I had to wait for over an hour in the emergency waiting room. They summoned a heart specialist who was in the hospital, a young man. He called me out into the hall and explained to me that one of the valves of my father’s heart had deteriorated so badly that there ought to be an immediate operation.

I asked him what would happen otherwise.

“He’d have to stay in bed,” the doctor said.

“How long?”

“Maybe three months.”

“I meant, how long would he live?”

“That’s what I meant too,” the doctor said.

I went to see my father. He was sitting up in bed in a curtained-off corner. “It’s bad, isn’t it?” he said. “Did he tell you about the valve?”

“It’s not as bad as it could be,” I said. Then I repeated, even exaggerated, anything hopeful the doctor had said. “You’re not in any immediate danger. Your physical condition is good, otherwise.”

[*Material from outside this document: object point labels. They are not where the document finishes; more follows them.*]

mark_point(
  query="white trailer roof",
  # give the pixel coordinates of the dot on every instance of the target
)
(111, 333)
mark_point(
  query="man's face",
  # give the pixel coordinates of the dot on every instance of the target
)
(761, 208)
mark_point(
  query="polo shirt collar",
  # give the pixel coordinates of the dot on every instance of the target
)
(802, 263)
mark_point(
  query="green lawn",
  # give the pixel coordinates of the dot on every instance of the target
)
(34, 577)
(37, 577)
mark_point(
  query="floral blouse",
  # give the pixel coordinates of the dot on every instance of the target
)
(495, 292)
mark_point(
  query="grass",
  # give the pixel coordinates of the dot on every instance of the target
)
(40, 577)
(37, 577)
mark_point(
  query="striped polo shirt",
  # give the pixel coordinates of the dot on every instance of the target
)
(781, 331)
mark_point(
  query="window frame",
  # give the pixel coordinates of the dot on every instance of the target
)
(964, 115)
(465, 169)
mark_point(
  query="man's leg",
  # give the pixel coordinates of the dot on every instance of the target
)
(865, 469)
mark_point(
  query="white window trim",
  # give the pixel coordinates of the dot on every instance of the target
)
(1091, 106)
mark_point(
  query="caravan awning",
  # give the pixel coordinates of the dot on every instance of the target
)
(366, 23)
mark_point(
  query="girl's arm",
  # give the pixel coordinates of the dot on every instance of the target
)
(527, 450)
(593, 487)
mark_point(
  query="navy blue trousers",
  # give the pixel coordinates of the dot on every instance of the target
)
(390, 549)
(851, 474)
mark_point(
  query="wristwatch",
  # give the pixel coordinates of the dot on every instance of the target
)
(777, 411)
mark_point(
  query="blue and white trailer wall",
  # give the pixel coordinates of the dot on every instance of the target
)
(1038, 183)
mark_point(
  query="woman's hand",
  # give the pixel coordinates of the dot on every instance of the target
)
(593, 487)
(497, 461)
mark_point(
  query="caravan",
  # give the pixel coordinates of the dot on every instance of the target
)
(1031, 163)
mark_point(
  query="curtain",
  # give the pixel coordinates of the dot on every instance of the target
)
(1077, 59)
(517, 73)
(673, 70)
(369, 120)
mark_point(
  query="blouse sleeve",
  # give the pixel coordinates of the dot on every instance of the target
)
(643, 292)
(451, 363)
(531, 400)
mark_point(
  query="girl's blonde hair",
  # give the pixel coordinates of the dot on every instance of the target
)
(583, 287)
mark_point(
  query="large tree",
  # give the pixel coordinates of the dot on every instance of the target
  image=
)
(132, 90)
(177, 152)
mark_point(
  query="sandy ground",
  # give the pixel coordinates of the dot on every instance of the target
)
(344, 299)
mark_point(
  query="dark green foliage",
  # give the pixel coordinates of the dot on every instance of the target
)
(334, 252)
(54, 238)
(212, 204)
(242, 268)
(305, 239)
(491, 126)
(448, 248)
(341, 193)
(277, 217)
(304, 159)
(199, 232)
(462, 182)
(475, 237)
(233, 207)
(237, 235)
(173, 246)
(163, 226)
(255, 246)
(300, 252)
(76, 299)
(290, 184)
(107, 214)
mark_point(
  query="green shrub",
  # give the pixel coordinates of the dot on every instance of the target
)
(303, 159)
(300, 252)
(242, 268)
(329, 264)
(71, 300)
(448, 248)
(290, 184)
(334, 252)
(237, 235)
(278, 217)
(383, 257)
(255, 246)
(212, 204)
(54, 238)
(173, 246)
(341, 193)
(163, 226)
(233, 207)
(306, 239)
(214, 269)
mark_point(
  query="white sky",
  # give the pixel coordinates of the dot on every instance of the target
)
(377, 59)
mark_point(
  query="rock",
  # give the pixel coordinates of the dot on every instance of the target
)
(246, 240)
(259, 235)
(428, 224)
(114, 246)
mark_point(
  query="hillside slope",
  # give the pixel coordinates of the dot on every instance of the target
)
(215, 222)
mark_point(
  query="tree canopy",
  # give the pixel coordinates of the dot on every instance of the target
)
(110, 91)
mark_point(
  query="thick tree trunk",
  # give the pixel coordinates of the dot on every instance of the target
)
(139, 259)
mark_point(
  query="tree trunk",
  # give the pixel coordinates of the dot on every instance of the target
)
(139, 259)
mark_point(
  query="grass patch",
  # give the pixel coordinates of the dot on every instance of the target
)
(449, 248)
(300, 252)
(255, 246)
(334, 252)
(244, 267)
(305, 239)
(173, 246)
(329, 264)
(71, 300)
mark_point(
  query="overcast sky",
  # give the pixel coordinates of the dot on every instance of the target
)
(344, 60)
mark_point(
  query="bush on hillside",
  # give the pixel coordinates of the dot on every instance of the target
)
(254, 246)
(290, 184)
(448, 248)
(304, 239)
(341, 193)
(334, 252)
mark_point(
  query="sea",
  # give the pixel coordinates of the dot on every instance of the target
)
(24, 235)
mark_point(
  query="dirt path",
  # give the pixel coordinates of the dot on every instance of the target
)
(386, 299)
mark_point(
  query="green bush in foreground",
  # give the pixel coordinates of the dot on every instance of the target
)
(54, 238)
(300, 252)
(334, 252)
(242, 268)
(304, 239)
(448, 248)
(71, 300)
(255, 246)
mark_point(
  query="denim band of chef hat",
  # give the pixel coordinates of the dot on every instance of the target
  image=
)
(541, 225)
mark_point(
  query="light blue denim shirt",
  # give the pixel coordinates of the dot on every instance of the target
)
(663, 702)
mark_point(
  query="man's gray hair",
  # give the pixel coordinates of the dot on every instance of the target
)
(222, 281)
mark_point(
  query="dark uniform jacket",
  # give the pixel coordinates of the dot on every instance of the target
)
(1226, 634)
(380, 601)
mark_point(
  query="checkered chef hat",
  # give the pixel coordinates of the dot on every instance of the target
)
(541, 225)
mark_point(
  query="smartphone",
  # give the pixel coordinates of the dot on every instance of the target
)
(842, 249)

“Otherwise,” said my father gloomily.

I was tired from the drive — all the way up to Dalgleish, to get him, and back to Toronto since noon — and worried about getting the rented car back on time, and irritated by an article I had been reading in a magazine in the waiting room. It was about another writer, a woman younger, better-looking, probably more talented than I am. I had been in England for two months and so I had not seen this article before, but it crossed my mind while I was reading that my father would have. I could hear him saying, Well, I didn’t see anything about you in Maclean’s. And if he had read something about me he would say, Well, I didn’t think too much of that write-up. His tone would be humorous and indulgent but would produce in me a familiar dreariness of spirit. The message I got from him was simple: Fame must be striven for, then apologized for. Getting or not getting it, you will be to blame.